When you make a drive or folder sharable, you also decide what access to specify--at least, you can if you have Windows XP Professional (Windows XP Home Edition eliminates many security features). There are alternatives to sharing a whole drive with full read and write access:
- You can share just a folder.
- You can specify read-only rights.
- You can choose the users who can access the drive.
Enabling Security for Shared Resources By default, Windows XP enables Simple File Sharing, which means that when you share a drive or folder, you share it with everyone in your network workgroup. If you want to enable any security measures, such as permitting only some users access to the drive or preventing users from writing to the drive (allowing only read permission), you have to disable Simple File Sharing. You can't disable Simple File Sharing in Windows XP Home Edition, only in Windows XP Professional.
Follow these steps to change the Simple File Sharing setting on your computer:
- Run Windows Explorer (choose Start | My Computer, for example).

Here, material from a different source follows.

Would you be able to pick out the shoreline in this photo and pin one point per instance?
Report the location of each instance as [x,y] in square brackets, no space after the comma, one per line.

- Choose Tools | Folder Options to see the Folder Options dialog box.
- Click the View tab.
- Scroll to the bottom of the Advanced Settings box to find the Use Simple File Sharing check box (see Figure 29-3).
Figure 29-3: Scroll to the bottom to see the Use Simple File Sharing check box.
- Click the check box to change the setting. When Use Simple File Sharing is selected, you will not see any security options when you share a drive or folder.
- Click OK to close the dialog box.
When Simple File Sharing is disabled you see security options when you share a drive or folder. However, the options you see depend on whether the drive that you are sharing is formatted with NTFS or FAT32.
Making a Drive Sharable Follow these steps to share a drive or folder:
- Run Windows Explorer and display the name of the drive or folder you want to share with others.
If you open the folder you want to share, you can use the Share This Folder link in the Task pane to share it.
- Right-click the drive or folder you want to share and choose Sharing And Security from the shortcut menu. (If you don't see Sharing And Security, you need to install File And Printer Sharing For Microsoft Networks from the Network dialog box.) You see the Properties dialog box for the drive or folder, with the Sharing tab selected. Which options appear on the Sharing tab depend on whether you are using Simple File Sharing (shown in Figure 29-4) or not (shown in Figure 29-5). If have Simple File Sharing and you have chosen to share a whole drive, you will see a link warning you that sharing the root of the drive is risky. Click the link to see Figure 29-4.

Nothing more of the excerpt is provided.